5. Inference in Practice
The Computational Challenge
Bayes' theorem has a troublesome denominator:
$$P(\theta_M|D,M) = \frac{P(D|\theta_M,M)P(\theta_M|M)}{P(D|M)}$$
The evidence $P(D|M)$ requires integration:
$$P(D|M) = \int P(D|\theta_M,M)P(\theta_M|M)d\theta_M$$
Problem:
- Rarely can this integral be solved analytically
- For high-dimensional $\theta_M$, numerical integration is infeasible
Monte Carlo Methods
Monte Carlo Methods
Algorithms that produce random samples to characterize probability distributions.
Rejection Sampling
One of the simplest Monte Carlo methods:
Rejection Sampling Algorithm
- Find an envelope distribution that bounds the target
- Sample uniformly under the envelope
- Accept samples under the target distribution
- Reject samples above the target
The Curse of Dimensionality
Markov Chain Monte Carlo (MCMC)
The Metropolis-Hastings algorithm generates samples by creating a random walk:
Key advantages:
- Walk explores mostly high-probability areas
- Does not require normalized target distribution
- Works in high dimensions
MCMC Output
Convergence and Mixing
MCMC challenges:
- Adjacent samples are correlated
- Initial state is arbitrary (burn-in needed)

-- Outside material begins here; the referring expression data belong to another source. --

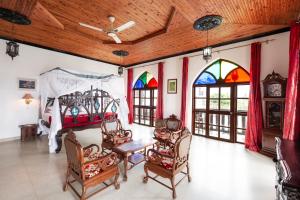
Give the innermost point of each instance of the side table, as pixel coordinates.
(28, 130)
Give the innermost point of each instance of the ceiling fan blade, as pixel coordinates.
(125, 26)
(116, 38)
(91, 27)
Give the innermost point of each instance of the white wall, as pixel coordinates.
(274, 57)
(29, 64)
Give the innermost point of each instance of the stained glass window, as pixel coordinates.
(222, 71)
(146, 80)
(220, 102)
(145, 98)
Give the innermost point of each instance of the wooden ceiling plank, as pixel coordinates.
(42, 14)
(185, 8)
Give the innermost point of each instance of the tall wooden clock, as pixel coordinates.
(274, 97)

- Must assess convergence and mixing
Assessing Convergence
Compare multiple chains from different starting points:
Assessing Mixing
Use the autocorrelation function:
Effective Sample Size (ESS)
$$N_{\text{eff}} = \frac{N}{\tau}$$
Where N is total samples and τ is the autocorrelation time. ESS estimates the number of independent samples.
Other Approaches
- Monte Carlo Methods
-
- Gibbs sampling
- Hamiltonian Monte Carlo
- Particle filtering
- Deterministic Methods
-
- Variational Bayes
- Laplace approximation
Summary
This lecture introduced Bayesian inference as the extension of logic to handle uncertainty:
- Probability as logic: Cox's theorem shows probability theory uniquely extends deductive logic
- Bayes' theorem: Simply the product rule rearranged, provides a coherent framework for updating beliefs
- Priors: Necessary for any inference, encode background knowledge
- Computational methods: MCMC makes Bayesian inference practical for complex problems
- Advantages:
- Direct probability statements about parameters
- Coherent handling of uncertainty
- Natural incorporation of prior knowledge
Further Reading:
- E.T. Jaynes (2003) "Probability Theory: The Logic of Science"
- MacKay (2003) "Information Theory, Inference, and Learning Algorithms"
- Gelman et al. (2013) "Bayesian Data Analysis"
Check Your Understanding
- Why is probability theory the unique extension of logic for handling uncertainty?
- What's the difference between likelihood and posterior probability?
- Why are priors necessary for inference?
- What is the "curse of dimensionality" in rejection sampling?
- How do we assess MCMC convergence and mixing?